De barometer houdt ook geen rekening met door Franse bedrijven in het buitenland gedane aankopen of vestigingen om daar betere productievoorwaarden of een goede markt te vinden. Ik begreep uit een verslag van het « Institut d’études économiques Rexecode » dat deze « vertrekkende » investeringen sinds juli 2017 1,75 keer belangrijker zijn dan de « binnenkomende » investeringen, een verbazingwekkend stabiele ratio in de loop der jaren.

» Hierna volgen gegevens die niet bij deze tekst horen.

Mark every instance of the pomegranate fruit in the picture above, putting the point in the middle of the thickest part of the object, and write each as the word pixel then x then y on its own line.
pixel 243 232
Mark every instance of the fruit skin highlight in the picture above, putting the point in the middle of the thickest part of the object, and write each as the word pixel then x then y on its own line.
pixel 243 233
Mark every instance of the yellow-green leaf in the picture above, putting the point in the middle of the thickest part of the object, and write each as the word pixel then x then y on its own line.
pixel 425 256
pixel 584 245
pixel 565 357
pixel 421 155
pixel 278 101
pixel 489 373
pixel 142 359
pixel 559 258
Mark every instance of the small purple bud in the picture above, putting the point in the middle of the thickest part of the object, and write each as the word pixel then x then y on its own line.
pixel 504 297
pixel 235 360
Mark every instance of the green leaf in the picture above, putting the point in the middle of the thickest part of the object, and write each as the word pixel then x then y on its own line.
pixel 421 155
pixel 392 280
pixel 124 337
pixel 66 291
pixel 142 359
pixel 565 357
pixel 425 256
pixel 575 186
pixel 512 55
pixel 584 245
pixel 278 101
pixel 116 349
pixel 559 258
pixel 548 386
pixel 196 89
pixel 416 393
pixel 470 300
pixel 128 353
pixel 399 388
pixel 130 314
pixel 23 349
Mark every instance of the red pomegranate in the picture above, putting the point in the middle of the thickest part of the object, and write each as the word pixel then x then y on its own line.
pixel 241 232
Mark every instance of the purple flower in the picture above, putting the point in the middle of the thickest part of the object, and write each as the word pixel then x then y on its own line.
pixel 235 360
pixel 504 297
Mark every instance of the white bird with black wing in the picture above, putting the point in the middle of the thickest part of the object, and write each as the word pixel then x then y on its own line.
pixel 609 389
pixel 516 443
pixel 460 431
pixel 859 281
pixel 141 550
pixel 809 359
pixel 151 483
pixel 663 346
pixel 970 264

En dan hoe uit te leggen dat Frankrijk in de ogen van buitenlandse investeerders attractief is, maar dat zijn producten zich zo slecht in het buitenland verkopen? Terwijl de regering Macron zich uitbundig feliciteert met de resultaten van de barometer, laat het handelstekort – 7,3 miljard euro in 2020, een absoluut record – zien dat Frankrijk hier negatief presteert in vergelijking met haar buurlanden. Waar zij hun export zagen dalen met 11%, verloor Frankrijk 19%. Natuurlijk heeft de crisis de verkopen van Airbus en auto’s een forse klap toegebracht, maar andere producten, inclusief voedingsmiddelen, deden het niet of nauwelijks beter. Attractiviteit gaat duidelijk niet hand in hand met concurrentievermogen!

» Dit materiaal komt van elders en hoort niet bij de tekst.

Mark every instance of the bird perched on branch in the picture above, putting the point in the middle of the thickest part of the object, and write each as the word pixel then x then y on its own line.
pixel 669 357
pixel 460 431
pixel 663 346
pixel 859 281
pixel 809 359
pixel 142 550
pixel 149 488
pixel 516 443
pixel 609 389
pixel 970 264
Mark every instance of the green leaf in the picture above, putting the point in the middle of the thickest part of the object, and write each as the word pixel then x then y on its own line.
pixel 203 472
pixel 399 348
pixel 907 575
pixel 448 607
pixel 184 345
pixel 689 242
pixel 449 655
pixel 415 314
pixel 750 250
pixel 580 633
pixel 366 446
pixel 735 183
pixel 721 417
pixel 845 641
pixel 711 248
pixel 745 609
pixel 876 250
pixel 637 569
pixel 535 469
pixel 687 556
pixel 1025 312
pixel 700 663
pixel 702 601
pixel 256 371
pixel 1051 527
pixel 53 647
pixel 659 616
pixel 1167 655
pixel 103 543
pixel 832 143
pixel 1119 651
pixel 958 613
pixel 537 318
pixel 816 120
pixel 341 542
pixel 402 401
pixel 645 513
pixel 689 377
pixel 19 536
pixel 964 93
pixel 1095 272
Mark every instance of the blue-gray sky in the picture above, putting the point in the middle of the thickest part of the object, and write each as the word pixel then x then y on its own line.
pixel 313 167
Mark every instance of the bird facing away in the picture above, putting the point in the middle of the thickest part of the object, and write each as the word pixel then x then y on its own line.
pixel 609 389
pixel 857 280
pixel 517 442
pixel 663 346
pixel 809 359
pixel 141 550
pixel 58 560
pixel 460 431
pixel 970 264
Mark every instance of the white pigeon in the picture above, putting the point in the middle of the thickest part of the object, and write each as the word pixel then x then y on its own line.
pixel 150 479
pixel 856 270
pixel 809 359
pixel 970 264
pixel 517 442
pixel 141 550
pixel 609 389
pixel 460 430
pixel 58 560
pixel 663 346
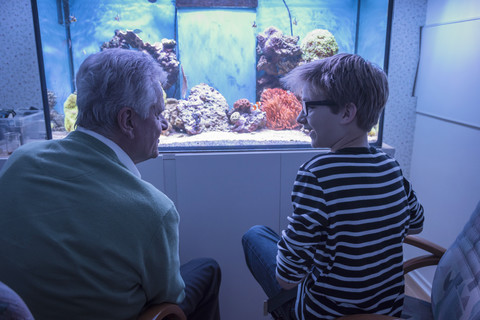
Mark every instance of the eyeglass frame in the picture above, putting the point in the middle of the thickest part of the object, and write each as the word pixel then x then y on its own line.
pixel 310 104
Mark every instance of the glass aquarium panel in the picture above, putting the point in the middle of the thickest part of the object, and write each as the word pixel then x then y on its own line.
pixel 223 58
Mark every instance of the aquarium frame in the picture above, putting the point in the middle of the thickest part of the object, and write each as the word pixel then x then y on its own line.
pixel 41 69
pixel 223 148
pixel 216 3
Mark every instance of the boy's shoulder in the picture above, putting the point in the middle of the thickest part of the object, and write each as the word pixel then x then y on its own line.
pixel 348 156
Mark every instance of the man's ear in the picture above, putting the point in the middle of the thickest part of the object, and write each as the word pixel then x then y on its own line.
pixel 349 113
pixel 125 121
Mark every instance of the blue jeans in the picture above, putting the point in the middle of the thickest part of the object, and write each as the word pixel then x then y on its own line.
pixel 202 279
pixel 260 248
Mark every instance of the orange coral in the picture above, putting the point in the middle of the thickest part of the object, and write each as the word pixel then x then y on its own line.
pixel 282 109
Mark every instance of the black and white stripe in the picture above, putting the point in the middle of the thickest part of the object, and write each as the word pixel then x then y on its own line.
pixel 352 210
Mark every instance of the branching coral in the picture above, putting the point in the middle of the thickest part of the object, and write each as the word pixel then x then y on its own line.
pixel 282 109
pixel 163 53
pixel 70 110
pixel 318 44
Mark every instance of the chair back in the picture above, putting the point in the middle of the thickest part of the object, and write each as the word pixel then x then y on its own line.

De moraal van dit verhaal? De magische spiegel liegt niet, maar is zeer geslepen, net als bij de jaloerse schoonmoeder die haar superioriteit niet wilde verliezen. De positie van Frankrijk is zeer kwetsbaar. Wil het land haar economische positie verbeteren en die eerste plaats in de barometer echt bezetten, dan valt er voor de regering op veel gebieden nog heel wat te doen!